Rain, melts me into the ground
Dance, turn me into a bird
Wood, cover me with mosses and lichens
Wind, scatter me through the meadows and herbs
So this album begins, a short introduction from the artist to prepare the listener for what comes next. Not so much a warning as a promise. A promise that Urna will continue a legacy that has no less than 11 chapters spanning the last 14 years. This particular outing is presented in similar fashion to his Sagenhaft release, A Long Forgotten Legend. For those unfamiliar, Gianluca Martucci (Urna) released, with two collaborators, a full-length medieval-inspired neoclassical work under this name while still on the Quartier23 imprint. It was a beautiful collection of works that had been recorded at various times throughout his career. That said, Nemeton is both very similar, and at the same time, different than the mentioned work.
Containing only the eponymous track “Nemeton”, this work has only about 36 minutes to express itself. Urna’s use of flutes, balalaika, saz, cumbus, cymbals, Tibetan bells, gongs, tammorra, sea drum, as well as plentiful field and forest recordings gives this work a very wide sound, as well as realistic depth and feel. Additional voices and acoustic guitars are provided by M. Leo, and serve to round out the accompaniment quite nicely. The sounds emitted are pleasant to the ear, with only the slightest hint of drone and excessive sustain.
Though the record shows only one long track, the work is divided into four discernible movements, with droning, melodic interludes serving as the space between them. A moving and hypnotic work, at once both singular and multifaceted, beautiful and complex. There is a warm ambience throughout, one that invites both introspection and meditation to be one’s guide through the process of sound and enchantment. Speaking of meditation, it seems this very thought was foremost during the creation of this album. The ability to simply close one’s eyes and feel the full saturation of the melodies and sounds is at high probability, and one can easily slip half an hour from the modern world into one from times long passed.

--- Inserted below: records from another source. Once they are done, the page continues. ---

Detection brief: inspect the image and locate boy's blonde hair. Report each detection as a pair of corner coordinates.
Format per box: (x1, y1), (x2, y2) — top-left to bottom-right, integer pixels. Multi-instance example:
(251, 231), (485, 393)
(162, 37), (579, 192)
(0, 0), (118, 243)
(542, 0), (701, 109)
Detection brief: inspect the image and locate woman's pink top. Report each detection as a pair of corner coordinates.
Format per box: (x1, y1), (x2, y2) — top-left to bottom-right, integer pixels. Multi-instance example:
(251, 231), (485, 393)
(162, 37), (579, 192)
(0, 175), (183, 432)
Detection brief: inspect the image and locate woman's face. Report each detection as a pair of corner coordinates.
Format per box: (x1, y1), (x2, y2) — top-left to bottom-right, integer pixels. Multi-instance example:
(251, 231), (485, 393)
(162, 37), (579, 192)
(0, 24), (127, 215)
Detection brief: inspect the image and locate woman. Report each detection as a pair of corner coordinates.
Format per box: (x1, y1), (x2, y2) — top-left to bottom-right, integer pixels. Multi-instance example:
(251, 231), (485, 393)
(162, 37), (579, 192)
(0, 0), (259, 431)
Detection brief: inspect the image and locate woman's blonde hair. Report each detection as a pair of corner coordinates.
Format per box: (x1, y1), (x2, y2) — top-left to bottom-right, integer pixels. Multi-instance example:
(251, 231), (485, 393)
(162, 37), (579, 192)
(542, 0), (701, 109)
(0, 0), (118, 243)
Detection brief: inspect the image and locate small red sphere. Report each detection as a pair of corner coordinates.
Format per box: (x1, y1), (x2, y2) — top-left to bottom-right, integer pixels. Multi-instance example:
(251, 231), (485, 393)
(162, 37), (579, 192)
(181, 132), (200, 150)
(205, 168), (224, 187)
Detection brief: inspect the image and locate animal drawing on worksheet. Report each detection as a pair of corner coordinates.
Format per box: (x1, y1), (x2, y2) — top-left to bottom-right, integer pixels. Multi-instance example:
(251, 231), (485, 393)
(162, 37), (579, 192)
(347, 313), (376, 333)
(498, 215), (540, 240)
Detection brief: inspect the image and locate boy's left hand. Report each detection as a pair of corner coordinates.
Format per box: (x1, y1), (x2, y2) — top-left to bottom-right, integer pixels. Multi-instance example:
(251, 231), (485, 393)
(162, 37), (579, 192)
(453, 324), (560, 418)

All in all, this work is well produced, certainly propagated by a talented and sincere artist who has proven his commitment to his art for over a decade and a half. I find that the only complaint I have is the lengthy use of repetitive chords and drones, especially at the 10 minute mark, and again at the end. Both of these sections really hurt the album, taking precious time to re-insist upon themselves when so much more could be accomplished, especially considering the vast amount of instruments and talent at his disposal. Repetition is good in regards to the availability of meditative trance, but this is a bit too much. The sounds used in these episodes are good by themselves, but it seems they start to drag, and go on for far too long. I found the ending sequence to be quite frustrating, as it continued far too long to the eventual end. Other than this, the album will cater to the needs of those who seek timeless beauty, classical worth, and talent together in one (cardboard) package. The deficient parts (while not show-stopping) are still far outweighed by the good, and the work itself can live on as it was intended.